I'm just a sensitive silly girl who writes and draws your mind out and a really good listener... . Really, there is no pleasing my mum. I'm never good enough for her. For the record,I could never hate her . I don't hate Pandelela either. All I could say is congratulations to her that she did well in the Olympics and oggy oggy oggy.(i think that's what Brits say in sporting events.) She achieve something in her life that is magnificent and she made the whole country acknowledge her. That's called lady power!

 But honestly, my mum is really not cool for making comparisons. But you know that's how people are in generally....

For now, I have my exams coming along...soon and yes I do study and revise. And you're wondering why the heck am I still blogging? I can't be sitting down and always facebook-ing. Get it?

I hope some of you would be probably reading and thought I'm completely mental. Well, fact is yes I am mental. I was originally was placed in an asylum for violently throwing a glass plate at my sister, knocking her head into a wall.
After years of medication and counselling and also being on good behaviour, I was released. Orderlies are never there to help you, they just want to look forward towards their stupid paychecks and they are seriously sick perverts. By the way, psychiatrist are the most mental toilet rolls, they only want to learn about the bad stuff about your life and try make it like it never happen so you'll end up being peachy. 
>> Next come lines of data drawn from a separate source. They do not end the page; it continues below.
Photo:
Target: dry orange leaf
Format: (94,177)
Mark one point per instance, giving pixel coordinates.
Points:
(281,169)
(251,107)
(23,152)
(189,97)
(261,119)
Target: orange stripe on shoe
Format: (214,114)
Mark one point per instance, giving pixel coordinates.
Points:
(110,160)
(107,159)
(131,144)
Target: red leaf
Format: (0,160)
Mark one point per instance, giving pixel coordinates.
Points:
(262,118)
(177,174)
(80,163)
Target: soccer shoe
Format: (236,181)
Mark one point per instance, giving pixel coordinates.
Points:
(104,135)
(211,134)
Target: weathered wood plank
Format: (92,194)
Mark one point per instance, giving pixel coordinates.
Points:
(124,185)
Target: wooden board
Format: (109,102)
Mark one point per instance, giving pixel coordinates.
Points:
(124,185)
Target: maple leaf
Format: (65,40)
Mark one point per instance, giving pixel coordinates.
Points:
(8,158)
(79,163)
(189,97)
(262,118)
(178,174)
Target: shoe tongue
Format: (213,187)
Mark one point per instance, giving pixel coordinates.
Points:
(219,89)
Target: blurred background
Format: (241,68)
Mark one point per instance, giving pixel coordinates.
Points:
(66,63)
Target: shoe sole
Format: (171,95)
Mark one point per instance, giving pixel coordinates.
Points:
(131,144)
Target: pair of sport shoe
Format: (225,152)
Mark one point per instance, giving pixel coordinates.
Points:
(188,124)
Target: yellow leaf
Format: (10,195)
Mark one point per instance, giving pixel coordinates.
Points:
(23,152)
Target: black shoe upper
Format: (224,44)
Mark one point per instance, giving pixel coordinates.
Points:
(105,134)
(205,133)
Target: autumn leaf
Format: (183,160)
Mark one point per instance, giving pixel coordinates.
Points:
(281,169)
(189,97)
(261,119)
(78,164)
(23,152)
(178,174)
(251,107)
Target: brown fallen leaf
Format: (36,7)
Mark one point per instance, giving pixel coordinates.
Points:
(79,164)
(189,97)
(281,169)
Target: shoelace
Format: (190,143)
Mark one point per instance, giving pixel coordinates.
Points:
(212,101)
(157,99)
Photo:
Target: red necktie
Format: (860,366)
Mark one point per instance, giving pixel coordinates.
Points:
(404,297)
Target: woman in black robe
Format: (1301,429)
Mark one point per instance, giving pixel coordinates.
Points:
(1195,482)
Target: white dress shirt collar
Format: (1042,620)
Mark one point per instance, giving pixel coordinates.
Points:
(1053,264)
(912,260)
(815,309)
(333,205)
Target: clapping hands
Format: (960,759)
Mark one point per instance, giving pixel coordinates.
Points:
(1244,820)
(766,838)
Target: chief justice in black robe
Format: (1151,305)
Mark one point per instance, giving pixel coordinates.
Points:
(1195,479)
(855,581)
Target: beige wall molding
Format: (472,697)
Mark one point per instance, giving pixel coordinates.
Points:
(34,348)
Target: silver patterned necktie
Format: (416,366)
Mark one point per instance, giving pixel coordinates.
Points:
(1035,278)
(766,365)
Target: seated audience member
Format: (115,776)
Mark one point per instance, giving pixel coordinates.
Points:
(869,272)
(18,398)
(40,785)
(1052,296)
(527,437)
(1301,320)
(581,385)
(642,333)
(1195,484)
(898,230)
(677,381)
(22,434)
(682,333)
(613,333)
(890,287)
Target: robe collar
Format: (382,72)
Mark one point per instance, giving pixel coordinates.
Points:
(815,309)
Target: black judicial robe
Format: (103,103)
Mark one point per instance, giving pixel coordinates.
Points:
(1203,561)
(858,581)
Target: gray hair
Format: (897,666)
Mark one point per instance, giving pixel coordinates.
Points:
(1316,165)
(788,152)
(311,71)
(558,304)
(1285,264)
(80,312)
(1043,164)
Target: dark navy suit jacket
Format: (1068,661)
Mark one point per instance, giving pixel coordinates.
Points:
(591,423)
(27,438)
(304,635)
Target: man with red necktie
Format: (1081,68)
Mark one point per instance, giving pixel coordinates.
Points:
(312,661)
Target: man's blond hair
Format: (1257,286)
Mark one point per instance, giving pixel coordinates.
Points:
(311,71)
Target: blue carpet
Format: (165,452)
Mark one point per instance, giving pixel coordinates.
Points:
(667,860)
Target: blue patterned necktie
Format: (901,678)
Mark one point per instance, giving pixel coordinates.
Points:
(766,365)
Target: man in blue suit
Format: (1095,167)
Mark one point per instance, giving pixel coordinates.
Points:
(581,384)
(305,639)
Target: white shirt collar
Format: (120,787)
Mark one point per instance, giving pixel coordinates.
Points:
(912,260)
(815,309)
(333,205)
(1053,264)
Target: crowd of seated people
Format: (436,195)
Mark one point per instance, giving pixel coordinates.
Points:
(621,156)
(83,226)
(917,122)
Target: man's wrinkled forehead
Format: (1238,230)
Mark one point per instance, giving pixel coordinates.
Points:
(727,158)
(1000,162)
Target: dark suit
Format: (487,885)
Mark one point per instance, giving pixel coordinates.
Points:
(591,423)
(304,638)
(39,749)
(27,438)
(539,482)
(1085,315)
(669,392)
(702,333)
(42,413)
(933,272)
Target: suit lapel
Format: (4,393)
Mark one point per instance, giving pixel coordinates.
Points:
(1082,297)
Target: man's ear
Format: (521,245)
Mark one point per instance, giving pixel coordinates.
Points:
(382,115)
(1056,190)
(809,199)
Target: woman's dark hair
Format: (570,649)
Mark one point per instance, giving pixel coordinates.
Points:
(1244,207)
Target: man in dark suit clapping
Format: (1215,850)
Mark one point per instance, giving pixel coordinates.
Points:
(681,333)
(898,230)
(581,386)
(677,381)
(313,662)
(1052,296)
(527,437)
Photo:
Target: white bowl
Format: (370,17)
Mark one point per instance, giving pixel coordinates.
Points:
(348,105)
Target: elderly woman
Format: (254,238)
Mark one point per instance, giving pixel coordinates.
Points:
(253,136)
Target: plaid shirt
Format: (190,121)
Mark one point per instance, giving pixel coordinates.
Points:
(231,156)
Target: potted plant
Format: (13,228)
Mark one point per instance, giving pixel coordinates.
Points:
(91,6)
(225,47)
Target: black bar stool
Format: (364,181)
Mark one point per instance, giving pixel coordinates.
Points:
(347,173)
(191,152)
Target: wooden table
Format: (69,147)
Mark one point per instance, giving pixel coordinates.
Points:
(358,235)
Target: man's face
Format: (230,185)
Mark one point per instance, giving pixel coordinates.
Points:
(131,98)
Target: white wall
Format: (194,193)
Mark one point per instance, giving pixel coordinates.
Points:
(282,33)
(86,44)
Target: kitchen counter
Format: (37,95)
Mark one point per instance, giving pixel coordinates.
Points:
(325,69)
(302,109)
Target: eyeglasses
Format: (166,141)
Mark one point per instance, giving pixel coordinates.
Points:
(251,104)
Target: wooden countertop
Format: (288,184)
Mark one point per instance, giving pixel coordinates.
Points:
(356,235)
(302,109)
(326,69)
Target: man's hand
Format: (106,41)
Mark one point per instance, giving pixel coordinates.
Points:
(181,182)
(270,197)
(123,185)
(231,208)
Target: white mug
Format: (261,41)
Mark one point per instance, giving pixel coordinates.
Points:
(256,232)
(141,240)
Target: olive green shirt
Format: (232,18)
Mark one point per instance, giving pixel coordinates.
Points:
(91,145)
Hooray for psychology.... Screws up your mind but makes you feel you a thousand times better until God helps you finally realise that counsellors are manipulative liars pretending they are people who you can trust but ends up telling everyone else your secret and sometimes sleep with other people's spouses. Ironically, marriages counsellors are like that.
I FREAKIN LIED!!!!!


Any psychologists reading this and thought I need help, well you just got punked . I lied. I was never admitted in any hospital, haha but I am really mental. No I don't want to talk about my feelings because honestly no one really would really full heartedly listen to me. Trust me, I have so many rude people cut me off after I started the first few sentence of my "feelings". I guess that's why that me makes me a great listener except for the people I have utmost dislike, then I don't want to acknowledge your existence.

If I don't like you, I'll avoid you. Simple as that. Not really,.... I might kinda talking trash about you. I know I really shouldn't and I will definitely try not to because every time you start dookie about others, God will make sure your tongue gets cut, burn or bitten. God is merciful but he will make sure you learn your lesson. So you better bite your tongue! 

Alright I think I said enough, time to screw my head back. This post is a little difficult to write mainly because I cried thinking over about what my mum said. But no matter what I know God has a plan and everything in his hands. I heal, you know.I ain't happy but, I'm feeling glad.I got sunshine, in a bag.I'm useless, but not for long.The future is coming on. GORILLAZ!!!